Genomic Surveillance of COVID-19 Variants With Language Models and Machine Learning

Front Genet. 2022 Apr 8;13:858252. doi: 10.3389/fgene.2022.858252. eCollection 2022.


The global efforts to control COVID-19 are threatened by the rapid emergence of novel SARS-CoV-2 variants that may display undesirable characteristics such as immune escape, increased transmissibility or pathogenicity. Early prediction for emergence of new strains with these features is critical for pandemic preparedness. We present Strainflow, a supervised and causally predictive model using unsupervised latent space features of SARS-CoV-2 genome sequences.

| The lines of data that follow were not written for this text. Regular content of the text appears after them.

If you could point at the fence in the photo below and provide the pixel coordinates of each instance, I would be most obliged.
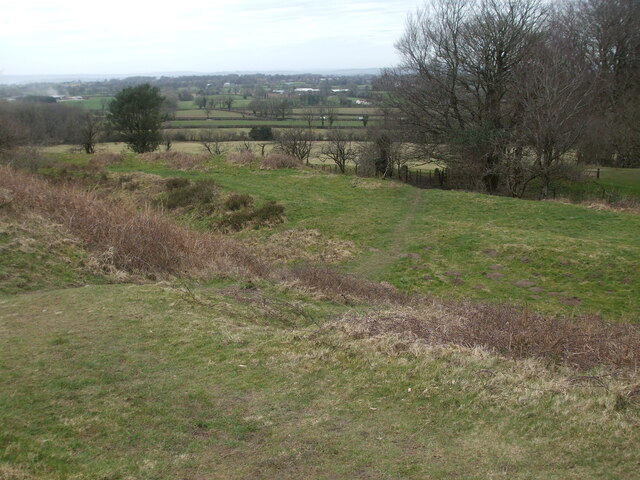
(418, 178)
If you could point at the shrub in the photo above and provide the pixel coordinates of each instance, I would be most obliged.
(199, 195)
(238, 201)
(179, 160)
(267, 214)
(280, 160)
(241, 158)
(176, 182)
(261, 133)
(104, 159)
(583, 342)
(27, 158)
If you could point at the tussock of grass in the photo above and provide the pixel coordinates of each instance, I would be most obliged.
(331, 284)
(137, 241)
(280, 160)
(241, 158)
(583, 342)
(177, 160)
(104, 159)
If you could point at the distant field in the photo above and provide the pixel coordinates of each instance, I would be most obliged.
(627, 180)
(242, 374)
(91, 103)
(252, 122)
(213, 114)
(552, 257)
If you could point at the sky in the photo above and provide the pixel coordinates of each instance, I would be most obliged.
(52, 37)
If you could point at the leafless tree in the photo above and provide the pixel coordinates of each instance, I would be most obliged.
(609, 33)
(296, 142)
(208, 106)
(331, 114)
(88, 130)
(340, 148)
(309, 115)
(212, 142)
(454, 87)
(554, 90)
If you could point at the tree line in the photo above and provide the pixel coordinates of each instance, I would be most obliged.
(504, 92)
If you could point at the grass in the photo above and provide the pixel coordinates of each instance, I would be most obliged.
(305, 372)
(126, 381)
(36, 254)
(555, 258)
(251, 122)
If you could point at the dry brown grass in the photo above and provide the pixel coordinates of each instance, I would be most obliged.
(583, 342)
(177, 160)
(241, 158)
(334, 285)
(139, 241)
(280, 160)
(106, 158)
(628, 205)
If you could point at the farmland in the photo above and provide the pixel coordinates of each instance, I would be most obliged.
(233, 376)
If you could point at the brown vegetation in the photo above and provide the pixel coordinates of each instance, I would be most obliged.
(178, 160)
(137, 241)
(583, 342)
(242, 158)
(280, 160)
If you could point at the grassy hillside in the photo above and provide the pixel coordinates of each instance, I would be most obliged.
(557, 258)
(138, 344)
(138, 382)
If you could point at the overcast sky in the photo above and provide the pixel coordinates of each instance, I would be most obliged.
(133, 36)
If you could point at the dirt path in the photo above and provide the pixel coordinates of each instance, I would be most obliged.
(379, 261)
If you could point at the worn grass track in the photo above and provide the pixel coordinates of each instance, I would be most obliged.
(136, 382)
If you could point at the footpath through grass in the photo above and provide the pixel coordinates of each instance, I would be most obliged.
(556, 258)
(137, 382)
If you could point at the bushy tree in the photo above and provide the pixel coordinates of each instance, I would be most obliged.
(136, 113)
(261, 133)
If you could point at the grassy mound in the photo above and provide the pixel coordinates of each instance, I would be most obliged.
(148, 382)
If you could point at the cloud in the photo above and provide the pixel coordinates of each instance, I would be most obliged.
(128, 36)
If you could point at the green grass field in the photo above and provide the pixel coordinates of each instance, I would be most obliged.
(550, 256)
(182, 378)
(136, 382)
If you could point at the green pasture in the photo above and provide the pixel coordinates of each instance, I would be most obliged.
(198, 113)
(91, 103)
(222, 378)
(140, 382)
(552, 257)
(251, 122)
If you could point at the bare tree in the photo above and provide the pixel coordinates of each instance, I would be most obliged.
(208, 106)
(332, 115)
(454, 87)
(554, 89)
(296, 142)
(227, 101)
(340, 148)
(212, 142)
(309, 115)
(609, 34)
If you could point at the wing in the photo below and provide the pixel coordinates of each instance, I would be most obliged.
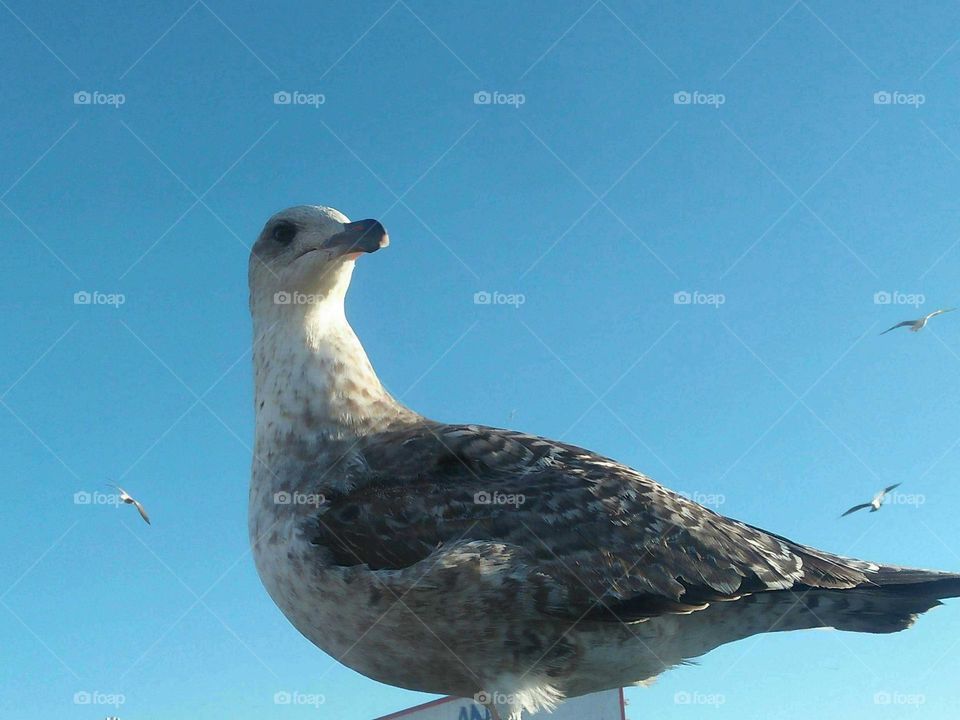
(905, 323)
(855, 508)
(593, 537)
(143, 513)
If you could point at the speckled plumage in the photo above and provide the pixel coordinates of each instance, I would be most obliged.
(459, 559)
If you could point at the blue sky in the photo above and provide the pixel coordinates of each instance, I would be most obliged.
(786, 198)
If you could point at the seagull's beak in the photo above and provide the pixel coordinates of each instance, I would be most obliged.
(362, 236)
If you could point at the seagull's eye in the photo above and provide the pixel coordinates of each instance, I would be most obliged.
(284, 233)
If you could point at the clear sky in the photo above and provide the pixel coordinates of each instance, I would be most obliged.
(783, 196)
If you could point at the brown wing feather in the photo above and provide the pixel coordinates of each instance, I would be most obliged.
(596, 536)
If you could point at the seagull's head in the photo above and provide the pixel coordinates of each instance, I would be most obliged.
(306, 254)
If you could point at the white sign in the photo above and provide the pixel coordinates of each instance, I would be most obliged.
(607, 705)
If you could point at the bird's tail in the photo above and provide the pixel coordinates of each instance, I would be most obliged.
(891, 601)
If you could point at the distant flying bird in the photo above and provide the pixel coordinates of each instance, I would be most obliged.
(874, 504)
(918, 325)
(130, 500)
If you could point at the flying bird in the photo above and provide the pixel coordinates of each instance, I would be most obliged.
(874, 504)
(919, 324)
(474, 561)
(125, 497)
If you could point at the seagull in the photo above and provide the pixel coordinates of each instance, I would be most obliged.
(465, 560)
(130, 500)
(919, 324)
(874, 504)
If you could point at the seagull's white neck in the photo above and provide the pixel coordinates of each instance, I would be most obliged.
(314, 382)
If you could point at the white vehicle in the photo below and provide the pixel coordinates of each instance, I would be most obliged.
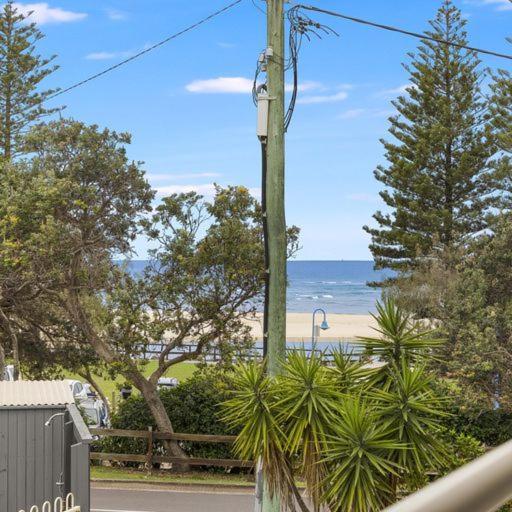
(90, 390)
(78, 389)
(167, 382)
(9, 372)
(95, 413)
(87, 400)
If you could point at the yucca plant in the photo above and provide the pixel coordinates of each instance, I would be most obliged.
(308, 404)
(400, 339)
(414, 412)
(358, 458)
(356, 436)
(253, 409)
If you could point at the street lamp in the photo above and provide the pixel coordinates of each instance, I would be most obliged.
(324, 325)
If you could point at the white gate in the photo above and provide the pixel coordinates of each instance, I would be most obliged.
(59, 505)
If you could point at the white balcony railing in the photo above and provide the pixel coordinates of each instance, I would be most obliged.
(480, 486)
(59, 505)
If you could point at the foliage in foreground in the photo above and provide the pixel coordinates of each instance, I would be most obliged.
(193, 409)
(357, 447)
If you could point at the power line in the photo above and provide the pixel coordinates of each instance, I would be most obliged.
(147, 50)
(402, 31)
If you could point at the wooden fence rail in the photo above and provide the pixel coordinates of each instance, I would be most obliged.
(150, 458)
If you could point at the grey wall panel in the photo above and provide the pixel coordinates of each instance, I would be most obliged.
(80, 475)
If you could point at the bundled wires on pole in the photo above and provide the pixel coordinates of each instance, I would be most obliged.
(300, 26)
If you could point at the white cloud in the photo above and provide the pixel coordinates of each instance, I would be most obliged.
(226, 45)
(116, 15)
(360, 112)
(42, 13)
(352, 113)
(205, 189)
(304, 86)
(501, 5)
(103, 55)
(326, 98)
(238, 85)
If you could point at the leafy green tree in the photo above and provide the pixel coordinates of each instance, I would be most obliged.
(500, 106)
(356, 447)
(21, 73)
(470, 306)
(207, 270)
(438, 186)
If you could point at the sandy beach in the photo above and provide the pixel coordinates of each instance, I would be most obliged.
(298, 326)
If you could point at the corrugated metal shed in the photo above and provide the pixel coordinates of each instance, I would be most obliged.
(44, 446)
(27, 393)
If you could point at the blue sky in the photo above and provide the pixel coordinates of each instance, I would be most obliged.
(193, 121)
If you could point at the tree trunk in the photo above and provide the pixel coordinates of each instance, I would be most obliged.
(163, 423)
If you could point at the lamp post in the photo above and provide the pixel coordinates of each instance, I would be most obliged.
(324, 325)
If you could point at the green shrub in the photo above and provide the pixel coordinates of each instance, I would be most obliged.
(193, 408)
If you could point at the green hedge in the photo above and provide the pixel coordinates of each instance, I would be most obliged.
(193, 407)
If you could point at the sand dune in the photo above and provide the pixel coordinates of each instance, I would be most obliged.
(298, 326)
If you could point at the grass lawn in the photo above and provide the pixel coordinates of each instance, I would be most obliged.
(194, 477)
(182, 371)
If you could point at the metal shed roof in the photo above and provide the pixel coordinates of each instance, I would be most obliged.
(32, 393)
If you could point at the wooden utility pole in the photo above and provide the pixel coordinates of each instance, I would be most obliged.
(276, 222)
(275, 212)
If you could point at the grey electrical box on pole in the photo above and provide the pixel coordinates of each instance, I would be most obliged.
(262, 127)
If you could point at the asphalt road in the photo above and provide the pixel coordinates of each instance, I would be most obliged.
(161, 500)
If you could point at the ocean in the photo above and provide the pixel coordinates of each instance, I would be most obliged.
(336, 286)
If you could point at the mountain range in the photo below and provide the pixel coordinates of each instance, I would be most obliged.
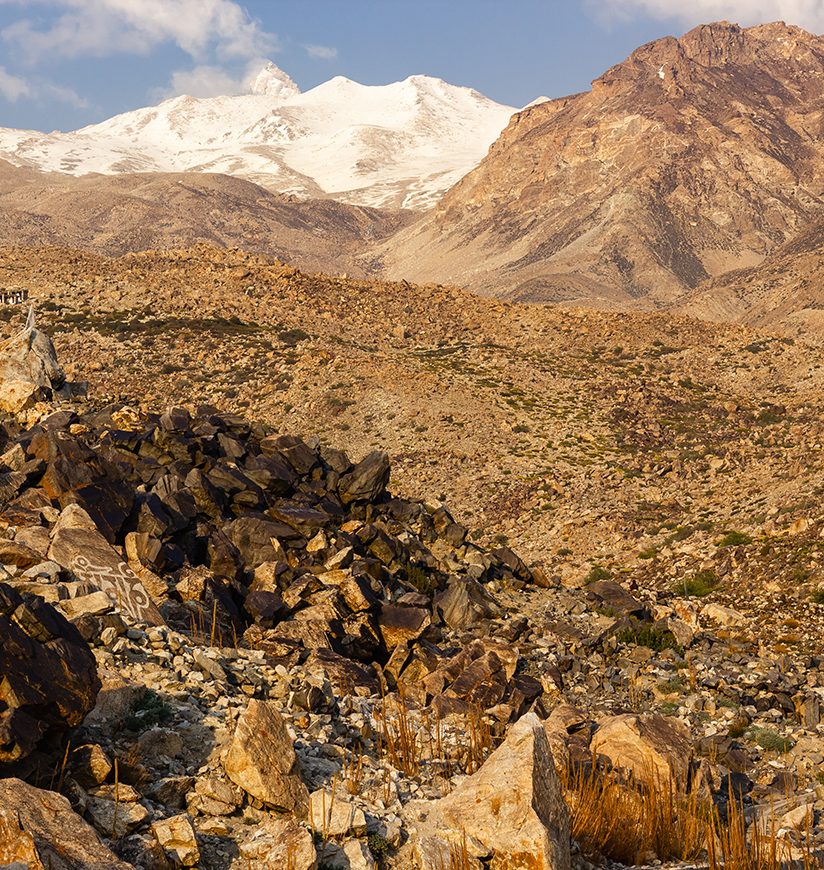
(398, 146)
(689, 178)
(694, 157)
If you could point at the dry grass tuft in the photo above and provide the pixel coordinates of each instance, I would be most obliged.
(636, 823)
(631, 822)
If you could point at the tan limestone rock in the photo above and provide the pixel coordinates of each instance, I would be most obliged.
(262, 760)
(651, 746)
(512, 808)
(40, 830)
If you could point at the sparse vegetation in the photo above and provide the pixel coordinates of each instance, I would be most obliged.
(733, 539)
(697, 585)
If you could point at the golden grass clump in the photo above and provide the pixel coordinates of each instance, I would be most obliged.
(634, 823)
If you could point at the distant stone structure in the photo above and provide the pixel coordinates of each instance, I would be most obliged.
(13, 297)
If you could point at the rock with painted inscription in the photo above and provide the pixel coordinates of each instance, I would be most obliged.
(79, 547)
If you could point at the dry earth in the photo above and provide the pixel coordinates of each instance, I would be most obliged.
(590, 441)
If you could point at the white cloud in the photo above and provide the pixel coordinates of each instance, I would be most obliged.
(321, 52)
(62, 94)
(105, 27)
(13, 88)
(205, 80)
(806, 13)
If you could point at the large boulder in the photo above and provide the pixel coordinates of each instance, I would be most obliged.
(262, 760)
(29, 370)
(654, 749)
(40, 831)
(512, 809)
(367, 481)
(48, 674)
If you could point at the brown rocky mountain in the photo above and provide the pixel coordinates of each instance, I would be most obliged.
(784, 291)
(133, 212)
(693, 157)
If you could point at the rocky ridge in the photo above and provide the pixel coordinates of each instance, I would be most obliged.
(297, 667)
(116, 215)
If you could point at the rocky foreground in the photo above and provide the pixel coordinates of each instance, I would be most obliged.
(223, 646)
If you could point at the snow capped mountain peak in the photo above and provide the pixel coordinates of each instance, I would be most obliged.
(396, 145)
(272, 81)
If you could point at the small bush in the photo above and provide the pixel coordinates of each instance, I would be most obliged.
(697, 585)
(596, 574)
(148, 710)
(769, 739)
(379, 847)
(647, 635)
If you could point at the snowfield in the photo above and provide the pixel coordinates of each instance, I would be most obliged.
(398, 145)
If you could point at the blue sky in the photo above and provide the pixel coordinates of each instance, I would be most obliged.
(66, 63)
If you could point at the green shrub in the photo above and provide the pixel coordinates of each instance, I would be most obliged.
(769, 739)
(597, 573)
(647, 635)
(697, 585)
(733, 539)
(148, 710)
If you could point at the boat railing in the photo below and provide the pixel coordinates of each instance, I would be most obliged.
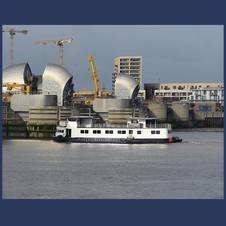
(151, 126)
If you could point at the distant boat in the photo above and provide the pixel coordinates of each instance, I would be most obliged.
(84, 129)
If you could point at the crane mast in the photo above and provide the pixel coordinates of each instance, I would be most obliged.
(97, 89)
(60, 44)
(12, 32)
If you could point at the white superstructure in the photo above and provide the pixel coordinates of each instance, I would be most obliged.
(138, 130)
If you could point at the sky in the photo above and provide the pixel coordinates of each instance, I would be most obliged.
(171, 53)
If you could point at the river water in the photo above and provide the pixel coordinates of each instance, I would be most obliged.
(48, 170)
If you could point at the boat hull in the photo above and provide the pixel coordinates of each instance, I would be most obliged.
(111, 140)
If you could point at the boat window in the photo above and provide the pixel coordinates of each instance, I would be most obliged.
(72, 119)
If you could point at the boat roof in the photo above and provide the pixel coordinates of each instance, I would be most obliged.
(82, 117)
(142, 118)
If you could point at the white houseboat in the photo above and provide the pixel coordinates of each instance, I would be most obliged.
(84, 129)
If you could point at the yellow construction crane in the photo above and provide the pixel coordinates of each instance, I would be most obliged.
(23, 88)
(12, 32)
(60, 43)
(92, 65)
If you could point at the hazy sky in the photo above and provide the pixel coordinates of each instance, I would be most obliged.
(170, 53)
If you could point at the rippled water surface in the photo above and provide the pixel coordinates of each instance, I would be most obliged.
(44, 169)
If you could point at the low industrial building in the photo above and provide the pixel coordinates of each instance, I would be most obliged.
(191, 92)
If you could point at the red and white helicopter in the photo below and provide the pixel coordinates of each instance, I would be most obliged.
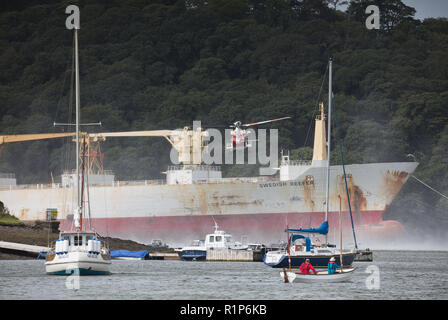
(240, 136)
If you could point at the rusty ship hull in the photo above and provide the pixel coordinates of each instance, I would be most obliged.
(258, 208)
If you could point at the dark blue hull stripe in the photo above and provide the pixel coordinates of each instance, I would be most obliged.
(317, 262)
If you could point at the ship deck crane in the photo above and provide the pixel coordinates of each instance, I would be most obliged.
(30, 137)
(188, 143)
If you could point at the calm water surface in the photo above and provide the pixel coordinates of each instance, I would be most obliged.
(402, 275)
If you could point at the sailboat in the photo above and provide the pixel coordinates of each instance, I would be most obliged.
(341, 275)
(78, 251)
(318, 253)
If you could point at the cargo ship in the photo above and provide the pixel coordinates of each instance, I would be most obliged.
(193, 196)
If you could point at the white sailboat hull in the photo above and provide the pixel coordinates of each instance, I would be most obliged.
(321, 276)
(80, 263)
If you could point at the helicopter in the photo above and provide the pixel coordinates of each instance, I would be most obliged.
(240, 139)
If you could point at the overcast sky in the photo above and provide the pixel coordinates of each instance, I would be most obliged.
(429, 8)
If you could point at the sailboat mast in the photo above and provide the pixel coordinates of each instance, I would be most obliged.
(328, 141)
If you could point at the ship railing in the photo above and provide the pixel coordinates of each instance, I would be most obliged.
(296, 162)
(105, 172)
(194, 167)
(138, 182)
(60, 185)
(237, 180)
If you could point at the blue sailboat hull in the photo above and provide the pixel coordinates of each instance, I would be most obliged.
(316, 261)
(193, 255)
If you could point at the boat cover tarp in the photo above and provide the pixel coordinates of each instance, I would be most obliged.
(128, 254)
(323, 229)
(294, 237)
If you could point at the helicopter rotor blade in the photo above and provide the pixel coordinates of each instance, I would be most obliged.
(262, 122)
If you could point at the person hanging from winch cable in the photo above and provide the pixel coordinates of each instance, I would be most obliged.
(306, 267)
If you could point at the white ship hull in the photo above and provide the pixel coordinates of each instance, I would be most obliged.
(258, 208)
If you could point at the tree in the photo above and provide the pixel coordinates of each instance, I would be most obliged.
(392, 12)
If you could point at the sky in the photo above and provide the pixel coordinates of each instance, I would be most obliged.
(428, 8)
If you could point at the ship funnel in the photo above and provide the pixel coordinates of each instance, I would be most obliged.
(320, 142)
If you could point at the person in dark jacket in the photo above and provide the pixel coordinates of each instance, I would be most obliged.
(332, 266)
(306, 267)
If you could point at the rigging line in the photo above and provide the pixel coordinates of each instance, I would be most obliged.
(316, 106)
(428, 186)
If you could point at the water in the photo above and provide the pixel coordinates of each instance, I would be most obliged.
(402, 275)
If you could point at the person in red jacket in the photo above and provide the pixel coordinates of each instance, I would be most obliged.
(306, 267)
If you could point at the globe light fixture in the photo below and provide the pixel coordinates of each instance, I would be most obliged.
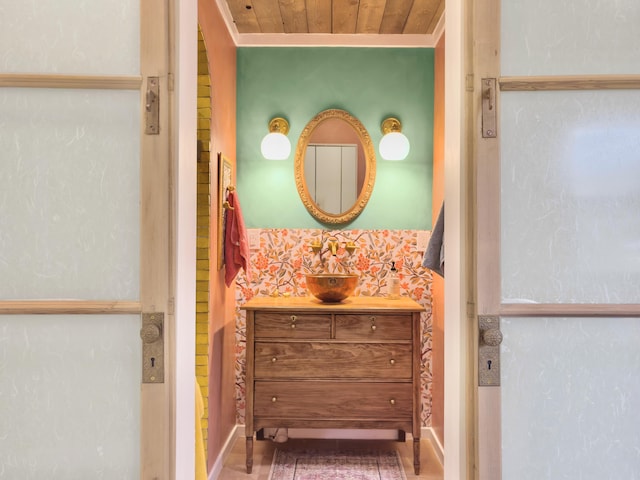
(394, 144)
(275, 145)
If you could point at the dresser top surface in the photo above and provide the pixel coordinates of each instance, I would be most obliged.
(402, 304)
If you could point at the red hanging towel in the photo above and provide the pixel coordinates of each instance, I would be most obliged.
(236, 241)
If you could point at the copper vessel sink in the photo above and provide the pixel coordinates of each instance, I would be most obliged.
(332, 287)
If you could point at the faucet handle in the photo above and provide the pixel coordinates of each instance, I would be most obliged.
(333, 245)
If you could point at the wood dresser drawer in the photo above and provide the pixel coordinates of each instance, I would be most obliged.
(292, 325)
(373, 327)
(332, 360)
(333, 400)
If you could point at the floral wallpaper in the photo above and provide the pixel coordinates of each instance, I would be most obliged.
(279, 265)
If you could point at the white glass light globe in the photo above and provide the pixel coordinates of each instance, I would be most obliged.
(275, 146)
(394, 146)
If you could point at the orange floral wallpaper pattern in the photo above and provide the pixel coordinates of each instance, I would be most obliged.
(284, 256)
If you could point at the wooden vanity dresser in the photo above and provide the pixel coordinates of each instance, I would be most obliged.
(354, 364)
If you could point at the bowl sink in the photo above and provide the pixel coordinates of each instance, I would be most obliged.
(331, 287)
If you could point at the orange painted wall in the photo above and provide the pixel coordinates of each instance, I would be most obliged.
(221, 53)
(437, 407)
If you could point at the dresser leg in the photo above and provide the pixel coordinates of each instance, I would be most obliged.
(249, 454)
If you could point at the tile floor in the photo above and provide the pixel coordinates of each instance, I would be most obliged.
(234, 466)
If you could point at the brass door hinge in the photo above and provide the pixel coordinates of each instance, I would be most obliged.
(152, 106)
(489, 107)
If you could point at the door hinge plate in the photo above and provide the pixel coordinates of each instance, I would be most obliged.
(152, 337)
(490, 338)
(152, 106)
(489, 115)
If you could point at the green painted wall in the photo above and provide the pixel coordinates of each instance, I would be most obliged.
(369, 83)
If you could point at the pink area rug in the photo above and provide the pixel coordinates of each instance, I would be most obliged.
(336, 465)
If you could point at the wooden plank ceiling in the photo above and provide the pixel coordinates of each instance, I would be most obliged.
(336, 16)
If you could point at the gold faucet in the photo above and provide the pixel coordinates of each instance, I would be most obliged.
(316, 246)
(333, 245)
(350, 247)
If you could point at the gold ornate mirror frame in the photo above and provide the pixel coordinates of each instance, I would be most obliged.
(370, 168)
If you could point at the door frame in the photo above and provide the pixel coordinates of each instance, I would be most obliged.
(458, 362)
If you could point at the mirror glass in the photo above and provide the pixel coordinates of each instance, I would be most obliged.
(334, 166)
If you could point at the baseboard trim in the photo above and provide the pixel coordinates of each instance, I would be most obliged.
(237, 431)
(438, 448)
(426, 432)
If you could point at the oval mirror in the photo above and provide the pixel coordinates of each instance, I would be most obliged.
(335, 166)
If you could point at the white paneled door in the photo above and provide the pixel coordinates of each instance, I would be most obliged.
(84, 240)
(557, 264)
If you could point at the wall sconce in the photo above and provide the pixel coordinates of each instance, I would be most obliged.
(275, 145)
(394, 145)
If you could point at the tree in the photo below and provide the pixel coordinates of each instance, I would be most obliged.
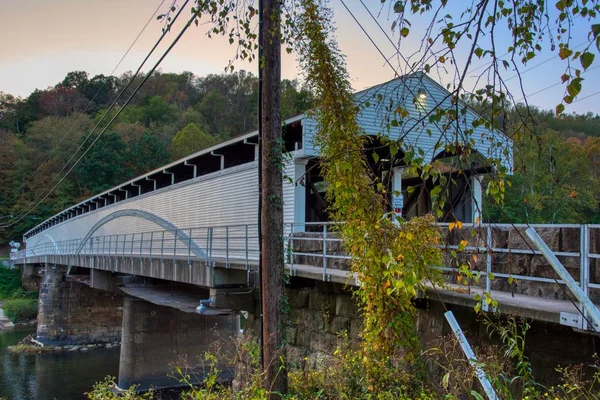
(157, 111)
(145, 154)
(189, 140)
(554, 182)
(104, 167)
(61, 101)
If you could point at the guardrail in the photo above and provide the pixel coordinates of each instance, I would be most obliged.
(499, 255)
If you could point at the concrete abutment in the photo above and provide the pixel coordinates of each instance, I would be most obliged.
(71, 312)
(156, 338)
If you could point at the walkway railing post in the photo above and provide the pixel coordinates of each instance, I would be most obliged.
(190, 247)
(583, 298)
(488, 266)
(174, 248)
(291, 250)
(464, 344)
(162, 247)
(141, 243)
(584, 267)
(227, 246)
(325, 252)
(246, 246)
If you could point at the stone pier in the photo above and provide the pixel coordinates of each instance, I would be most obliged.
(156, 339)
(71, 312)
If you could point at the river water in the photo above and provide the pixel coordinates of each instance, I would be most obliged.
(48, 376)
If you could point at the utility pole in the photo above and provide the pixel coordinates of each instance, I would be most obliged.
(271, 195)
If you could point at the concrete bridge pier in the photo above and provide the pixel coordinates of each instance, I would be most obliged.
(156, 339)
(70, 312)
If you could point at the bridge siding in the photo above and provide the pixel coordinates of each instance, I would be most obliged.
(402, 91)
(225, 197)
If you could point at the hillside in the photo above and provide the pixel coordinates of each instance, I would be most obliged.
(557, 160)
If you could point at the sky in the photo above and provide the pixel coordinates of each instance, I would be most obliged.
(42, 40)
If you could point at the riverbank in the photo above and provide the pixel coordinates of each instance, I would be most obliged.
(63, 375)
(30, 345)
(5, 323)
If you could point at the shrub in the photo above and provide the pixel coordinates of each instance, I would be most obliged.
(20, 310)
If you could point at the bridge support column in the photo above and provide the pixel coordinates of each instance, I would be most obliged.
(156, 338)
(72, 313)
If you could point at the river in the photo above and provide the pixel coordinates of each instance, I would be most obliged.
(48, 376)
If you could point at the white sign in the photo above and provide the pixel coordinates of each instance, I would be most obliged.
(397, 204)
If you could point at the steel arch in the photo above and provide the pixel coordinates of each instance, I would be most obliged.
(181, 234)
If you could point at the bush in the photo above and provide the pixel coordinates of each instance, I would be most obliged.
(10, 281)
(20, 310)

Strainflow was trained and validated on 0.9 million sequences for the period December, 2019 to June, 2021 and the frozen model was prospectively validated from July, 2021 to December, 2021. Strainflow captured the rise in cases 2 months ahead of the Delta and Omicron surges in most countries including the prediction of a surge in India as early as beginning of November, 2021. Entropy analysis of Strainflow unsupervised embeddings clearly reveals the explore-exploit cycles in genomic feature-space, thus adding interpretability to the deep learning based model. We also conducted codon-level analysis of our model for interpretability and biological validity of our unsupervised features. Strainflow application is openly available as an interactive web-application for prospective genomic surveillance of COVID-19 across the globe.

Keywords: SARS-CoV-2; genomic surveillance; natural language preprocessing; supervised predictions; unsupervised modeling.